J’ai connu un brave garçon qui est mort l’année dernière, et dont la vie a été un long martyre.
Claude, dès l’âge de raison, s’était tenu ce raisonnement : « Le plan de mon existence est tout tracé. Je n’ai qu’à accepter aveuglément les bienfaits de mon âge. Pour marcher avec le progrès et vivre parfaitement heureux, il me suffira de lire les journaux et les affiches, matin et soir, et de faire exactement ce que ces souverains guides me conseilleront. Là est la véritable sagesse, la seule félicité possible. » À partir de ce jour, Claude prit les réclames des journaux et des affiches pour code de sa vie. Elles devinrent le guide infaillible qui le décidait en toutes choses ; il n’acheta rien, n’entreprit rien qui ne lui fût recommandé par la grande voix de la publicité.
C’est ainsi que le malheureux a vécu dans un véritable enfer.
Claude avait acquis un terrain fait de terres rapportées, où il ne put bâtir que sur pilotis. La maison, construite selon un système nouveau, tremblait au vent et s’émiettait sous les pluies d’orage.
À l’intérieur, les cheminées, garnies de fumivores ingénieux, fumaient à asphyxier les gens ; les sonnettes électriques s’obstinaient à garder le silence ; les cabinets d’aisances, établis sur un modèle excellent, étaient devenus d’horribles cloaques ; les meubles, qui devaient obéir à des mécanismes particuliers, refusaient de s’ouvrir et de se fermer.
Il y avait surtout un piano mécanique qui n’était qu’un mauvais orgue de Barbarie, et un coffre-fort incrochetable et incombustible que des voleurs emportèrent tranquillement sur leur dos par une belle nuit d’hiver.
Le malheureux Claude ne souffrait pas seulement dans ses propriétés, il souffrait dans sa personne.
Ses vêtements craquaient en pleine rue. Il les achetait dans ces maisons qui annoncent un rabais considérable pour cause de liquidation.
Je le rencontrai un jour complètement chauve. Il avait eu l’idée de changer ses cheveux blonds pour des cheveux noirs, toujours guidé par son amour du progrès.

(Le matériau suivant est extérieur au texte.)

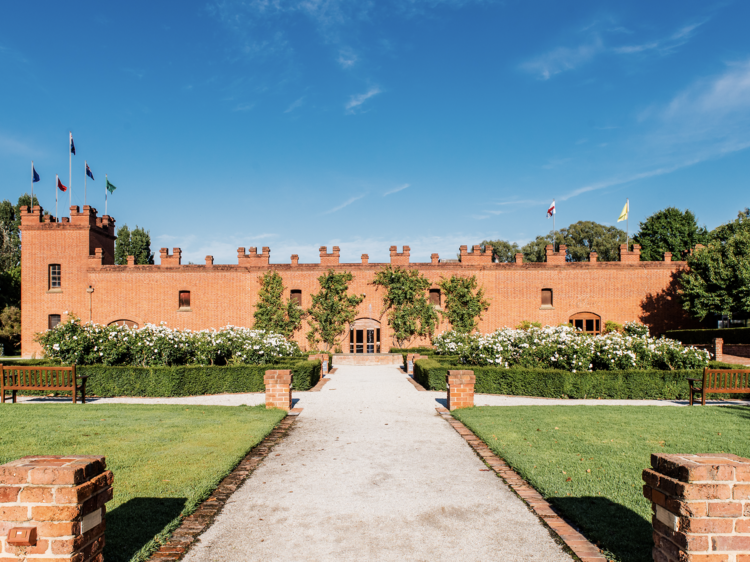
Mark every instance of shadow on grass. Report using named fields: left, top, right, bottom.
left=104, top=498, right=187, bottom=562
left=548, top=496, right=654, bottom=562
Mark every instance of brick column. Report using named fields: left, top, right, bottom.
left=0, top=456, right=114, bottom=562
left=643, top=453, right=750, bottom=562
left=713, top=338, right=724, bottom=361
left=263, top=371, right=292, bottom=412
left=445, top=371, right=476, bottom=410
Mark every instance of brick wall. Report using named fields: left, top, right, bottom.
left=21, top=207, right=704, bottom=357
left=0, top=456, right=113, bottom=562
left=643, top=453, right=750, bottom=562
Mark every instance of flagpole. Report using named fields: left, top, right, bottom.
left=68, top=131, right=73, bottom=218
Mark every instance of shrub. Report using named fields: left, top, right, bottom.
left=666, top=328, right=750, bottom=345
left=414, top=359, right=739, bottom=400
left=433, top=326, right=710, bottom=373
left=36, top=316, right=300, bottom=367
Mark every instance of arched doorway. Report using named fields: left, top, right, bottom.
left=349, top=318, right=380, bottom=353
left=570, top=312, right=602, bottom=334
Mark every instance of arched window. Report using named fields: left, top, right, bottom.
left=570, top=312, right=602, bottom=334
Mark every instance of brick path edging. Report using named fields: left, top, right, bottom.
left=436, top=408, right=607, bottom=562
left=149, top=408, right=302, bottom=562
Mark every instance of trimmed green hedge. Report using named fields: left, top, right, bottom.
left=414, top=359, right=747, bottom=400
left=7, top=361, right=320, bottom=398
left=664, top=328, right=750, bottom=345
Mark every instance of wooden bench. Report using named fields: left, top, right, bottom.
left=688, top=368, right=750, bottom=406
left=0, top=364, right=89, bottom=404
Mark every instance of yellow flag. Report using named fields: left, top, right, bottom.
left=617, top=201, right=630, bottom=222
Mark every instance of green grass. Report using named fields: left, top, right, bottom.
left=453, top=406, right=750, bottom=562
left=0, top=404, right=285, bottom=562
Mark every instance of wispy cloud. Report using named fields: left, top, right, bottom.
left=338, top=47, right=359, bottom=68
left=344, top=86, right=382, bottom=114
left=383, top=183, right=410, bottom=197
left=323, top=193, right=367, bottom=211
left=521, top=37, right=604, bottom=80
left=613, top=20, right=708, bottom=55
left=284, top=96, right=305, bottom=113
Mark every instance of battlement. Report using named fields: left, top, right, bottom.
left=237, top=246, right=271, bottom=267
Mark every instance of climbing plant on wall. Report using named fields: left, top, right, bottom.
left=440, top=275, right=490, bottom=334
left=373, top=265, right=440, bottom=347
left=307, top=269, right=365, bottom=351
left=253, top=271, right=305, bottom=338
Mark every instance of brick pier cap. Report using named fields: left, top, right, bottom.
left=0, top=456, right=114, bottom=562
left=643, top=453, right=750, bottom=562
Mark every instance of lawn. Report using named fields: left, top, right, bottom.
left=453, top=406, right=750, bottom=562
left=0, top=404, right=284, bottom=562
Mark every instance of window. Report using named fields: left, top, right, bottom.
left=570, top=312, right=602, bottom=334
left=47, top=312, right=60, bottom=330
left=180, top=291, right=190, bottom=308
left=49, top=263, right=62, bottom=289
left=542, top=289, right=552, bottom=307
left=430, top=289, right=440, bottom=306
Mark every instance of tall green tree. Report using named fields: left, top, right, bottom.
left=307, top=269, right=365, bottom=351
left=680, top=208, right=750, bottom=320
left=440, top=275, right=490, bottom=334
left=481, top=240, right=521, bottom=263
left=633, top=207, right=708, bottom=261
left=373, top=265, right=439, bottom=347
left=253, top=271, right=304, bottom=338
left=521, top=221, right=627, bottom=262
left=115, top=224, right=154, bottom=265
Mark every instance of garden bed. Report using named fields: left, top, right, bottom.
left=453, top=406, right=750, bottom=562
left=0, top=404, right=285, bottom=562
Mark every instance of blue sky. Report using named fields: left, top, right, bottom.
left=0, top=0, right=750, bottom=263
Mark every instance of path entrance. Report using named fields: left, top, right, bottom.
left=185, top=366, right=571, bottom=562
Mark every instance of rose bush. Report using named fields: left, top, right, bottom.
left=432, top=323, right=710, bottom=373
left=36, top=316, right=300, bottom=367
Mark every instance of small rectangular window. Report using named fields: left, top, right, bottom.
left=47, top=314, right=60, bottom=330
left=542, top=289, right=552, bottom=306
left=430, top=289, right=440, bottom=306
left=49, top=263, right=62, bottom=289
left=180, top=291, right=190, bottom=308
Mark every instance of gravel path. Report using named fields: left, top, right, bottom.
left=185, top=366, right=571, bottom=562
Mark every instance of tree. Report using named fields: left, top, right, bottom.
left=253, top=271, right=304, bottom=338
left=481, top=240, right=520, bottom=263
left=115, top=224, right=154, bottom=265
left=633, top=207, right=708, bottom=261
left=440, top=275, right=490, bottom=334
left=680, top=208, right=750, bottom=320
left=307, top=269, right=365, bottom=351
left=521, top=221, right=627, bottom=262
left=373, top=265, right=439, bottom=347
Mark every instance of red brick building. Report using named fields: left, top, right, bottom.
left=21, top=206, right=685, bottom=357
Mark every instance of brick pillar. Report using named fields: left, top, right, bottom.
left=713, top=338, right=724, bottom=361
left=643, top=453, right=750, bottom=562
left=445, top=371, right=476, bottom=410
left=263, top=370, right=292, bottom=412
left=0, top=456, right=114, bottom=562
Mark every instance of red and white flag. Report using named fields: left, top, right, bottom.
left=547, top=199, right=555, bottom=218
left=55, top=175, right=68, bottom=191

L’eau qu’il venait d’employer avait fait tomber ses cheveux blonds, et il était enchanté, parce que, disait-il, il pouvait maintenant faire usage d’une certaine pommade qui lui donnerait, à coup sûr, une chevelure noire deux fois plus épaisse que son ancienne chevelure blonde.

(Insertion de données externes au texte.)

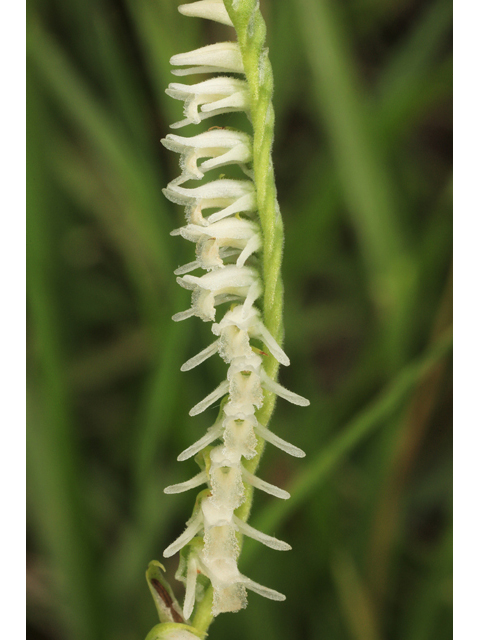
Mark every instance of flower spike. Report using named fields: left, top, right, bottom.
left=156, top=0, right=309, bottom=632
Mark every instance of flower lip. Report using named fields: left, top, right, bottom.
left=178, top=0, right=233, bottom=27
left=170, top=42, right=244, bottom=76
left=165, top=76, right=250, bottom=129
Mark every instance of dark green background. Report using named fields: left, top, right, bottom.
left=27, top=0, right=452, bottom=640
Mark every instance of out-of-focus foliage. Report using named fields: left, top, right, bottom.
left=27, top=0, right=452, bottom=640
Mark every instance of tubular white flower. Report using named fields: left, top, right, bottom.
left=170, top=42, right=244, bottom=76
left=173, top=265, right=262, bottom=322
left=163, top=179, right=257, bottom=225
left=166, top=76, right=250, bottom=129
left=162, top=0, right=309, bottom=619
left=178, top=0, right=233, bottom=27
left=171, top=217, right=262, bottom=275
left=161, top=129, right=252, bottom=185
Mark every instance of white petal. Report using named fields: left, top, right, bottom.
left=180, top=340, right=218, bottom=371
left=242, top=469, right=290, bottom=500
left=163, top=511, right=203, bottom=558
left=172, top=308, right=195, bottom=322
left=170, top=42, right=244, bottom=75
left=261, top=369, right=310, bottom=407
left=163, top=179, right=255, bottom=206
left=255, top=422, right=306, bottom=458
left=163, top=471, right=208, bottom=494
left=183, top=559, right=198, bottom=620
left=233, top=515, right=292, bottom=551
left=173, top=260, right=201, bottom=276
left=208, top=193, right=257, bottom=224
left=177, top=422, right=223, bottom=462
left=237, top=576, right=286, bottom=602
left=178, top=0, right=233, bottom=27
left=188, top=380, right=228, bottom=416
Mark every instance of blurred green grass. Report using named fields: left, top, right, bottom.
left=27, top=0, right=452, bottom=640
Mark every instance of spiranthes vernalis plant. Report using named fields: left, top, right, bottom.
left=147, top=0, right=309, bottom=640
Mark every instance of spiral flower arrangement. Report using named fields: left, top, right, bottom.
left=146, top=0, right=309, bottom=630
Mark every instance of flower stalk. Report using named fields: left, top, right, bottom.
left=148, top=0, right=309, bottom=633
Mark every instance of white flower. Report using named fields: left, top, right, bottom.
left=161, top=129, right=252, bottom=184
left=162, top=0, right=309, bottom=619
left=170, top=42, right=244, bottom=76
left=166, top=76, right=250, bottom=129
left=163, top=179, right=257, bottom=226
left=178, top=0, right=233, bottom=27
left=173, top=265, right=262, bottom=322
left=171, top=217, right=262, bottom=275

Je ne parlerai pas de toutes les drogues qu’il avala. De robuste qu’il était, il devint maigre et essoufflé. C’est alors que la réclame commença à l’assassiner. Il se crut malade, il se traita selon les excellentes recettes des annonces, et, pour que la médication fût plus énergique, il suivit tous les traitements à la fois, se trouvant très embarrassé devant l’égale quantité d’éloges décernés à chaque drogue.
La réclame ne respecta pas plus son intelligence. Il emplit sa bibliothèque des livres que les journaux lui recommandèrent. La classification qu’il adopta fut des plus ingénieuses : il rangea les volumes par ordre de mérite, je veux dire selon le plus ou le moins de lyrisme des articles payés par les éditeurs.
Toutes les sottises et toutes les infamies contemporaines s’entassèrent là. Jamais on ne vit pareil amas de turpitudes. Et Claude avait eu le soin de coller, sur le dos de chaque volume, la réclame qui le lui avait fait acheter.
Lorsqu’il ouvrait un livre, il savait ainsi à l’avance l’enthousiasme qu’il devait témoigner ; il riait ou il pleurait suivant la formule.
À ce régime, il devint complètement idiot.
Le dernier acte de ce drame fut navrant.
Claude, ayant lu qu’une somnambule guérissait tous les maux, s’empressa d’aller la consulter sur les maladies qu’il n’avait pas. La somnambule lui offrit obligeamment de le rajeunir en lui indiquant le moyen de n’avoir plus que seize ans. Il s’agissait simplement de prendre un bain et de boire une certaine eau.
Il avala la drogue, se plongea dans le bain, et il s’y rajeunit si absolument, qu’au bout d’une demi-heure, on l’y trouva étouffé.
Même après sa mort, Claude fut la victime des annonces. Par testament, il avait voulu être enseveli dans une bière à embaumement instantané dont un droguiste venait de prendre le brevet. La bière, au cimetière, s’ouvrit en deux, et le misérable cadavre glissa dans la boue et dut être enterré pêle-mêle avec les planches rompues de la caisse.
Son tombeau, en carton-pierre et en simili-marbre, détrempé par les pluies du premier hiver, ne fut bientôt plus sur sa fosse qu’un tas de pourriture sans nom.